This book is an impressive history of the origins and development of capitalism especially so when you read that it was published in 1994 prior to the bank crisis of 2007/8. The book presents case studies, ranging over 700 years, discussing the major centres of capitalist enterprise - Florence, Genoa, Dutch, England and US. Each of these identified as the hegemonic centres for their time. Arrighi explains their role in world trade, their relationship to the major powers of the day and offers a study of their rise and decline. Essentially in each case their activities developed from trade and manufacturer to financiers resulting in the hegemonic role passing to the next form of capitalism. Based on impressive studies of capitalist accumulation dating from Italian City states thru' to today. Arrighi has identified what he describes as the hegemonic centres from 15th century Florence, Venice and Genoa thru' to the 20th century UK and US. In doing so he reveals "cycles of accumulation" that indicate a pattern of development in each case that leads from trade and the manufacture of commodities to a "final" stage of finance capitalism. The "final" stage signals the period when due to a wide range of events the position of leading capitalist, state or nation, passes on to another group bringing new technologies, geographies, materials, markets or commodities to the world. The processes by which this occurs are varied but Arrighi points out the essence of the change which make for a general model that may be applicable to all "cycles of accumulation". This is particularly pertinent given that today we are living thru' a major crisis within Western capitalism with the ruling "hegemon", the US having exported its manufacturing capabilities to Mexico, Latin America, South East Asia and finally to China, while concentrating on Finance Capitalism. Has the US made that "final" move that allows the rise of a new "hegemon", all bets seem to be on China emerging as the new model for capitalism. Worryingly one not interested in covering itself with ideological declaration of "freedom" and "democracy". Given that this book was published in 1994, it looks like Arrighi highlighted the systemic nature of today crisis. The current version contains a 2009 postscript that posits likely scenarios by which the crisis will be "resolved". Read the book; appreciate the subtle complexities of capitalist development and of Arrighi's compelling insight.
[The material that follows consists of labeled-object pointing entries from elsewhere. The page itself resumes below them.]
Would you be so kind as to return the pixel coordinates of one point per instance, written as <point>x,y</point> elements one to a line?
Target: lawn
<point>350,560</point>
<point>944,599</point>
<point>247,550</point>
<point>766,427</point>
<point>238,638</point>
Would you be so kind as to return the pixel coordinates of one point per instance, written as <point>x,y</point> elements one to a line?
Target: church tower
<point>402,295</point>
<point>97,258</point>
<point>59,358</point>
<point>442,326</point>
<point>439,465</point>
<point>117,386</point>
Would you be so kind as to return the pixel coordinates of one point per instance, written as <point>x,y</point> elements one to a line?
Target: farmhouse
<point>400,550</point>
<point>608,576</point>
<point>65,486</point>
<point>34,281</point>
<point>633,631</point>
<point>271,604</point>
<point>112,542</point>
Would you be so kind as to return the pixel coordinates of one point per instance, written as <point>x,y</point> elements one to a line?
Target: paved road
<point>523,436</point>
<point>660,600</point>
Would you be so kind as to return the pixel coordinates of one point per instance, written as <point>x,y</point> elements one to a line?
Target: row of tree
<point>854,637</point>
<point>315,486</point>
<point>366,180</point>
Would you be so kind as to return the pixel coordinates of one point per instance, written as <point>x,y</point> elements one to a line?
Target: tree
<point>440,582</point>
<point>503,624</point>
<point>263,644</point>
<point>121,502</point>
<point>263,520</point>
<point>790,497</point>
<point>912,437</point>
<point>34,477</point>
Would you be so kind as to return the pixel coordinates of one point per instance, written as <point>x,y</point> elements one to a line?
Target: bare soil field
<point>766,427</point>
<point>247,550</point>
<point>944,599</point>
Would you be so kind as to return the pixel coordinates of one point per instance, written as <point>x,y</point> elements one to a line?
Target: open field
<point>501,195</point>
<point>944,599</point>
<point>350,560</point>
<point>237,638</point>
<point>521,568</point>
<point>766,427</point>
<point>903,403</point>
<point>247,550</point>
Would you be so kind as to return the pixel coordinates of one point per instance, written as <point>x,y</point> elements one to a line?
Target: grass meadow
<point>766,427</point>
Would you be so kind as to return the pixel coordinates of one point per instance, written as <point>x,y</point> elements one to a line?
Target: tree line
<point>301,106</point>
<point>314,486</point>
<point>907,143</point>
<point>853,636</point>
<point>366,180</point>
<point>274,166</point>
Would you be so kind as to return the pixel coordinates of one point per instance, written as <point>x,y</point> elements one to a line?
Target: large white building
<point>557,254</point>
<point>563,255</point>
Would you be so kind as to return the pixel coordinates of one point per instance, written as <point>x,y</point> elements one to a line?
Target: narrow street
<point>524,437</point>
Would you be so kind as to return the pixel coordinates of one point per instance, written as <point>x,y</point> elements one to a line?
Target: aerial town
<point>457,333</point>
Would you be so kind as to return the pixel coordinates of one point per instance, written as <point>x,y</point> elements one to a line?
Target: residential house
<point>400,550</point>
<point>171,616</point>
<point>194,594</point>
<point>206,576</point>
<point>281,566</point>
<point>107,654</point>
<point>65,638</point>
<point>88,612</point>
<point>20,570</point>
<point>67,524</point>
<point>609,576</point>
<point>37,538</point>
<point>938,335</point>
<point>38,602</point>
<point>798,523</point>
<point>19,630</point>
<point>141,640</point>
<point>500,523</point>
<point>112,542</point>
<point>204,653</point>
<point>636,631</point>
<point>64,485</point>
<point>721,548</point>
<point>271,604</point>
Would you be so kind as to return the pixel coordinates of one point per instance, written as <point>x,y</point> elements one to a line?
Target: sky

I am no history buff, know very little history, and next to nothing about economic history (or economics).
I bought this book on an impulse (since the credit crunch I have attempted to gain some knowledge in the area) and read it during my holidays on the beach. And it was a bloody good read at that.
This is not a light weight book, but thanks to the author remains easy to read, to mull over, and to digest. What better for a beach. It gives a historic overview of economic world history. He approaches this by looking from high up above down at "systems" that make up the politco-economic activity and arise and disappear through "cycles". He explains what he thinks make up systems of economic power, chronicles their development through the ages from the middle ages to our times. Thus, the systems that pass this review are the Genoese, Dutch, British, and United States "hegemons". He analyses the rise, zenith, and decline of each era. He looks at the general, recurring features of these cycles, and , finally, attempts a forecast at what the future may have in store for us. In respect of the latter, he wonders whether the recurring pattern of cycles itself may be heading for a change, rather than that a new hegemon (possibly China and the East - though, perhaps due to time lapsed, the writer names Japan rather than China), will arise. He is clear, though, that the US are at the end of their cycle, the decline having started in the 70s.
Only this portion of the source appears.